Halal investments are investments that are made in accordance with the principles of Shariah Law. These Islamic principles are based on the idea of using your finances for ethical investing to benefit the Muslim community and society.

The Shariah-compliant investment rules are designed to balance five areas: religion, life, family, intellect and property. While you can invest in asset classes such as stocks, indices, commodities, cryptos, sukuk and property the intention and the way you invest are important.

Islamic Law in finance states that investment opportunities should be made without the expectation of interest in return and that you should avoid unethical investments. There are specific guidelines and limits set out related to Halal investment options UK in the next section.

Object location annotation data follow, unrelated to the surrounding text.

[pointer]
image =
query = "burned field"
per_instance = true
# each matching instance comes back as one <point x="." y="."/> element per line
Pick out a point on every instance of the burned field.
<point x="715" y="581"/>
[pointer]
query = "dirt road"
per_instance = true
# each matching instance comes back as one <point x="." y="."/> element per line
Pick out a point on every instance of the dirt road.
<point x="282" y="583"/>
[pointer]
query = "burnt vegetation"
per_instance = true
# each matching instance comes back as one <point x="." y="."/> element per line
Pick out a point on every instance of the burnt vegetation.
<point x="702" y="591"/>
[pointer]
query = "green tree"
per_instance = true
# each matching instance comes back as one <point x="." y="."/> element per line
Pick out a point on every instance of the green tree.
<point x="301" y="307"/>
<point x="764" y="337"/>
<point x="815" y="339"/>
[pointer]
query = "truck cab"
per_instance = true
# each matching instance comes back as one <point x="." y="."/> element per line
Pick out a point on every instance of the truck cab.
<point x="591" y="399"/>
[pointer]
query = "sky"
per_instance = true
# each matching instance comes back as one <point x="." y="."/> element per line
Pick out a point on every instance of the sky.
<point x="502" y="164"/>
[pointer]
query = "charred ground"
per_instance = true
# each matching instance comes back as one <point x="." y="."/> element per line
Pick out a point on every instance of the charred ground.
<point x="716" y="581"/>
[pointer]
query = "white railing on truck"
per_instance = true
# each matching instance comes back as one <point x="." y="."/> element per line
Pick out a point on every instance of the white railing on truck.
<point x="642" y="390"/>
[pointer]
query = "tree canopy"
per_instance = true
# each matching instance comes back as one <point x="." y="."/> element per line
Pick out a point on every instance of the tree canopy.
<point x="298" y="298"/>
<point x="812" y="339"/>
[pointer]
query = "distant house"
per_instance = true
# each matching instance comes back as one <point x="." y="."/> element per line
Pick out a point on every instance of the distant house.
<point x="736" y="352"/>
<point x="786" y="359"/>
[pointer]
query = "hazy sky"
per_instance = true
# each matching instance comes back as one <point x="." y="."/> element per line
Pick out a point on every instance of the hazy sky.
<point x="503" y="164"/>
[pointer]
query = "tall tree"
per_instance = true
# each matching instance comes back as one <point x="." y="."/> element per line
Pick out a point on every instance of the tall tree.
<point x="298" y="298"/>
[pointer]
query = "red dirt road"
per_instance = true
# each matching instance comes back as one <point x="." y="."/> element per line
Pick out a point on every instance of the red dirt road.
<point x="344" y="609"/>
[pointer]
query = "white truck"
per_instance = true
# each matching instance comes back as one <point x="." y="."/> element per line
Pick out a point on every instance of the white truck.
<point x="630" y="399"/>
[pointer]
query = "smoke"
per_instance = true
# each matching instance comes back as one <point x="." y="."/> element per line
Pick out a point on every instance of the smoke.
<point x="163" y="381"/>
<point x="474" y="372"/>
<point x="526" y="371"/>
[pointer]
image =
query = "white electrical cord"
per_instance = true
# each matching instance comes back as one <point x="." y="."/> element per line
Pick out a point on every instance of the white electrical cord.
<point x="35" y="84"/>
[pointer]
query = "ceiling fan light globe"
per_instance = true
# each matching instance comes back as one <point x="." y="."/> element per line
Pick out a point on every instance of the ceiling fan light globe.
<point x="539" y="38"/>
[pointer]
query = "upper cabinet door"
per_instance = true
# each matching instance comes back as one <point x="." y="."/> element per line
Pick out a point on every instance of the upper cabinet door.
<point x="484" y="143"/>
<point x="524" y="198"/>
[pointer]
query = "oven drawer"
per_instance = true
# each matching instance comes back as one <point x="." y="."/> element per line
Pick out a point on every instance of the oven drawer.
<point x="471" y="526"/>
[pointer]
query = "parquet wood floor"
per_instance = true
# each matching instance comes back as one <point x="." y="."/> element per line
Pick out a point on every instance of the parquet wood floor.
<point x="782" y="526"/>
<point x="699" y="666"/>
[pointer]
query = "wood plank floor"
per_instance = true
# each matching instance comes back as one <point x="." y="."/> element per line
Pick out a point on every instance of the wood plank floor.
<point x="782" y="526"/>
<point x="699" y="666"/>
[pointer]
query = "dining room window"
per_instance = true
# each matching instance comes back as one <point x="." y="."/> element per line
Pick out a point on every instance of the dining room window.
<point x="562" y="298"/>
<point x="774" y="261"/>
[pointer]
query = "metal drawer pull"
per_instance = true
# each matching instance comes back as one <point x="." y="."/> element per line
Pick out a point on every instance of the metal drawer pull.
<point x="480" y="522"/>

Islamic Investment Principles

Here are some guidelines and principles for Shariah-compliant investments.

1. Riba-Free Investments

To ensure Sharia-compliant investments you must avoid opportunities or investments that involve the earning of interest or Riba.

2. Avoid Unethical Investments

Shariah Law states that you should avoid investing in areas that harm society. This means avoiding industries such as alcohol, tobacco, gambling and banks (except Islamic banks) and insurance companies involved in interest payments.

3. The 5% Rule

Shariah principles state that you should avoid investing in companies that generate more than 5% of its income from unethical sources (as listed above).

Conclusion – Halal Investments

Halal investing is becoming increasingly popular as a way to ethically perform responsible investing. But, the intention and the way you choose to invest needs to be Shariah-compliant also.